Okay, but here’s the other train of thought. He really hadn’t been flirting with me. This was literally the longest conversation we have ever had. I have a strange blind spot in my otherwise solid perceptiveness filter for flirting, so sometimes when people reveal that they were flirting with me the whole time (!!), I feel bad for missing it. Except that I know I didn’t miss anything this time.

This was the longest conversation we had ever had by far and it was maybe 6 to 8 lines long. In fact, he is one of the guards I’ve talked to the least. We have literally only said hi, have a good one, and waved for the 1.5 years I have lived here. That is not flirting. It’s just being polite.

It’s kind of fucked up, but after that conversation I thought, That seemed okay at the time, but maybe it isn’t actually cool. That wasn’t enough information to be sure. I smiled at him and said it was nice of him to call me pretty – what if he thinks that was flirting? I just didn’t want to be a jerk. What if he doesn’t take my relationship seriously because it’s with another woman and keeps hitting on me? ** I shouldn’t have encouraged him. Shit. He works security here; he has the key to our apartment. Oh shit. Did I do something to make life more dangerous for Squiddy and me?

I recognize that’s me thinking, not him doing anything wrong. Tentatively, I’m going to go ahead and assume the world isn’t awful and think well of him for that interaction. He’s Shroedinger’s crushing security guard though. I haven’t really collapsed the waveform on whether that was an exemplary interaction from both of us, hooray, or whether he is going to continue pushing this and make me feel unsafe where I live.

This is because the security guard, live cat or dead cat, believes that two people of the opposite sex smiling at and talking to each other constitutes an expression of sexual interest. I was supposed to know that every time we smiled and told each other, hey, have a good one – that was flirting.

That’s not a notion he pulled out of nowhere. That idea, in weaker or stronger forms, is part and parcel of the common notion that ‘men and women can’t be friends’, ‘men are from mars and women are from venus’, whatever. Men and women are too different to relate without sex. It’s an incredibly dangerous idea. It makes men who are probably decent men with good intentions frighten women anyway. The idea itself corrodes the ability to be friends – now how can I smile as widely at him and the other men who guard the security desk? What if they take it the wrong way?

You know what I wish? That there was a hanky code for going about your day in public. That you had a handkerchief color for ‘totally enthusiastic about flirts, not that it’s a guarantee I will accept you’, ‘I wouldn’t mind flirts if you’re into it, but I’m not looking actively’, and ‘I really would prefer no flirts under any circumstances, thanks’.

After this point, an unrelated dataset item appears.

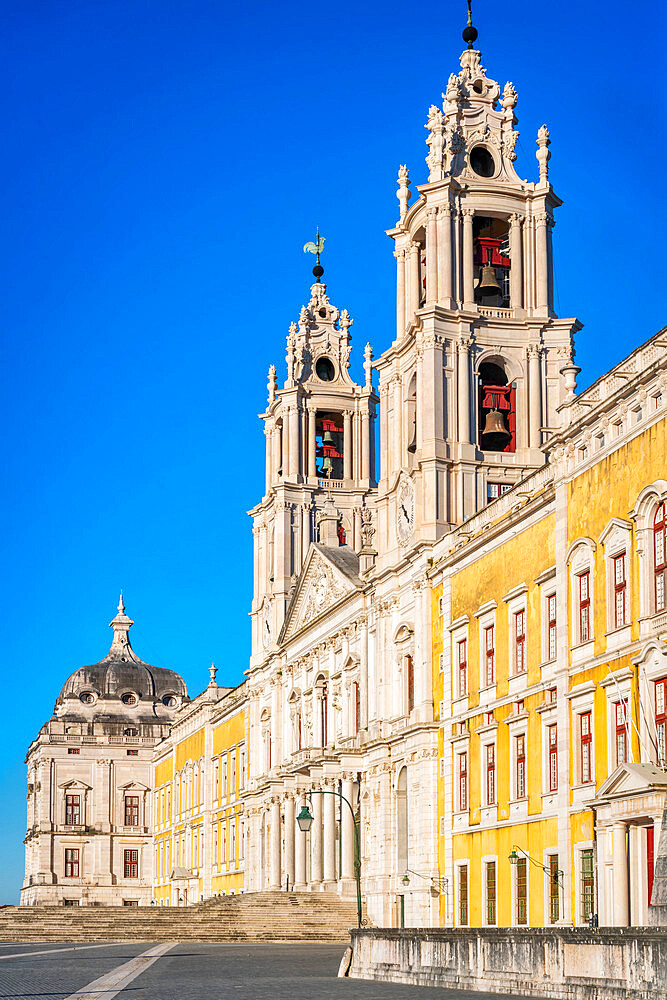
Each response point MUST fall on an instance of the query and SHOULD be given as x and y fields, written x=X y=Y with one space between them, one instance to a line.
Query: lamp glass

It would obviate so many problems! Maybe it could be super granular and if it’s flirty colored and paisley you’re into male-identified people whereas if it’s striped you’re into female-identified folks! There could even be a signal for if you’re in a monogamous relationship already! Wait, we already have one of those (though it obviously doesn’t work for everybody), in the Engagement Ring! Which Squiddy and I wear, albeit on a chain around our necks so maybe it’s confusing, every day. Blast. Maybe people should just be better at talking to each other.

——

 * This sisters thing is, like, a whole other, entirely capslocked post going whywhywhy. There was an incident with another security guard right after this one with the sister thing, again. That story can be part deaux.

**This happens. Squiddy and I have had a random guy on the street come up to us, ask if we were together, and then when we said yes, start propositioning us.